The Virginia General Assembly approved during the 2000 session the creation of the Commonwealth Technology Research Fund, a $13 million start-up fund to encourage federal and private investment in basic and applied research at Virginia public universities.

The Commonwealth will begin funding awards as early as July 1, and applicants can now begin submitting proposals. Grant-winning universities must match the awards, making the total value of the fund $26 million. Grants may range from $500,000 to $1.5 million.

"With the creation of this fund, the legislature has made a precedent-setting decision to directly support state university research," says Anita K. Jones, University Professor of Engineering and Computer Science and chair of the Virginia 2020 Science and Technology Planning Commission. Jones also co-chairs the governor's Virginia Research and Technology Advisory Commission.

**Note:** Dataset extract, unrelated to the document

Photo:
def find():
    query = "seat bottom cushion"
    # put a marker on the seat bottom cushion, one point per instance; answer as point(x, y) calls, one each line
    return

She recently spoke about the fund on behalf of VRTAC during a meeting convened at U.Va. by the state Department of Planning and Budget.

"With the help of VRTAC, the fund has been crafted to be strategic in nature," Jones says. "It was created to help build long-term research infrastructure in Virginia's universities, to support basic and applied research, and to connect research with economic development. This is a real opportunity for our researchers, for our universities, and ultimately, for the economic strength of our state."

VRTAC identified several broad areas it considers of critical importance to economic growth in the Commonwealth: information technology and communications, biotechnology, bioinformatics, advanced materials and nanotechnology, and technology contributing to advanced manufacturing and biomanufacturing.

The Commonwealth Technology Research Fund has three components, with each tied to the above areas: a matching funds program to leverage federal and private research dollars; a strategic academic enhancement program, to upgrade research capacity in academic departments in innovative technology fields with strong potential for contributing to economic development in Virginia; and an industry inducement program, to upgrade research capacity in key university departments in order to attract specific companies to locate or expand in Virginia. Awards from the fund will be based on the scientific merit and economic development potential of research programs in the fields of aerospace, biotechnology, energy, environmental and information technologies, high performance manufacturing, telecommunications and transportation.

Awards may also be made in other research fields if a strong case is made for the long-term economic development potential of the award.

A merit-based selection process will include input from VRTAC. In planning and administering the fund, the Department of Planning and Budget is working closely with Virginia's Center for Innovative Technology, the State Council of Higher Education for Virginia, the Virginia Economic Development Partnership, as well as VRTAC.